Published: 14 April 2015

The Green Party recommends removing the presumption of innocence for HGV drivers when involved in accidents with cyclists


The ‘Green Party’ leader, Natalie Bennett has publicly recommended removing the presumption of HGV driver innocence when collisions occur with cyclists.

In a recent debate with labour’s Sir Keir Starmer, the Green Party leader said that drivers of heavy goods vehicles should have to prove their innocence when involved in an accident with a cyclist.

She is reported saying "If we presumed liability then the lorry driver has to show that they are not at fault when you've got a huge disparity of power, of weight, between the cyclists and the lorry," 

"We are talking about civil liability here, we are not talking about criminal cases.
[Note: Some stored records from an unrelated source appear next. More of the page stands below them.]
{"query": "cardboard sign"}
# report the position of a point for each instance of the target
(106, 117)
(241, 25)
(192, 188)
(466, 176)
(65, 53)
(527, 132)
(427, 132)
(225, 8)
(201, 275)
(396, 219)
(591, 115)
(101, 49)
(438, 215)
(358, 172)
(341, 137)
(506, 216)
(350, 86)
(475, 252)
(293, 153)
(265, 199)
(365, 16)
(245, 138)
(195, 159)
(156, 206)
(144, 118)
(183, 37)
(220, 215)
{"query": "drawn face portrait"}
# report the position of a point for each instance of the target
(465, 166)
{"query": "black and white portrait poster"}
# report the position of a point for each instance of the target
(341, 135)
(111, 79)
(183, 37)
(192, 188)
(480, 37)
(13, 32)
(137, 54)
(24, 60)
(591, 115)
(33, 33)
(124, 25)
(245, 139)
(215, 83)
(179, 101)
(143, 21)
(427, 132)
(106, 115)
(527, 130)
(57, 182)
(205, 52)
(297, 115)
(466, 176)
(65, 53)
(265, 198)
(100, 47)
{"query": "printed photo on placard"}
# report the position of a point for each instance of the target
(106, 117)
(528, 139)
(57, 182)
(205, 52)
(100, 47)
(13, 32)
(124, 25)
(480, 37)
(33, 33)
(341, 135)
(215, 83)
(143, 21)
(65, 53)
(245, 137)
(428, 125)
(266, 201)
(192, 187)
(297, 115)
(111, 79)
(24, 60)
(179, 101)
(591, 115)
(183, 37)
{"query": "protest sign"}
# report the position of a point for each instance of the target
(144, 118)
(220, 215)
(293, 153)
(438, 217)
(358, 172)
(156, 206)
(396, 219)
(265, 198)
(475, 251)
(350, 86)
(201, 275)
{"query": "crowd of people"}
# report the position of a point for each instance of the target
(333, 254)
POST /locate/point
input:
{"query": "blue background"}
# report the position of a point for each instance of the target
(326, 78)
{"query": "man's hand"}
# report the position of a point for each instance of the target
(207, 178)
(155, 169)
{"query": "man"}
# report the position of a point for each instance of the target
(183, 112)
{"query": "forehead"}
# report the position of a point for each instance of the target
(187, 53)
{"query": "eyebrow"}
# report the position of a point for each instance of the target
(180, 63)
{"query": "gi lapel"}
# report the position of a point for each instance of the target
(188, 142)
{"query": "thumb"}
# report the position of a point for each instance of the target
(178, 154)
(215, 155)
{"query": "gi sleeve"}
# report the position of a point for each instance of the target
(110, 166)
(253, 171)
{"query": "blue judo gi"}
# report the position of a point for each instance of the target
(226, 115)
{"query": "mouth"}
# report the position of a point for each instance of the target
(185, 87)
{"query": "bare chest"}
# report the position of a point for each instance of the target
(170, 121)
We are talking about situations where the vulnerable road user is killed or injured by a much larger, more dangerous vehicle, and where they should be entitled to compensation unless it can be clearly shown that they were at fault."

Bennett continued to say that this would force HGV drivers to take more care to avoid collisions with cyclists. 

Sir Keir argued that a legal change could result in injustices, and the presumption of guilt, rather than innocence, would begin to seep into other parts of the UK legal system.

Keir said: "Once you shift the justice system to a system of presumption that somebody is in the wrong without having to demonstrate they're in the wrong, we have a real difficulty."

In UK civil cases, such as injury claims, the burden of proof lies with the claimant, who must prove his or her case "on the balance of probabilities."

The debate came after news that a woman had been killed in a collision with a lorry near Lambeth Bridge, London, on 9 April 2015. She was the fifth cyclist to be killed after a collision involving a HGV on London roads this year.

In an effort to reduce the number of fatalities, HGVs without the appropriate safety gear will be banned from London roads from September 2015 and also face hefty fines. 

The perception of guilt has always been on the HGV driver in these situations and more and more restrictions and regulations have been put in place to help prevent these kinds of accidents happening.

It would be useful for, perhaps, the government to offer some kind of training or education to cyclists of the dangers of HGVs on the roads. It just seems everything is aimed at the HGV driver and no responsibility or blame is passed to the cyclists. I think we have all seen just how many cyclists there are in busy cities such as London and we have also seen that not all cyclists follow the highway code or are aware of the dangers they are putting themselves in.

Improving the field of view in a HGV will help reduce the number of these accidents immensely, however plans for ‘new safer truck designs’ were recently pushed back to 2022 by the EU.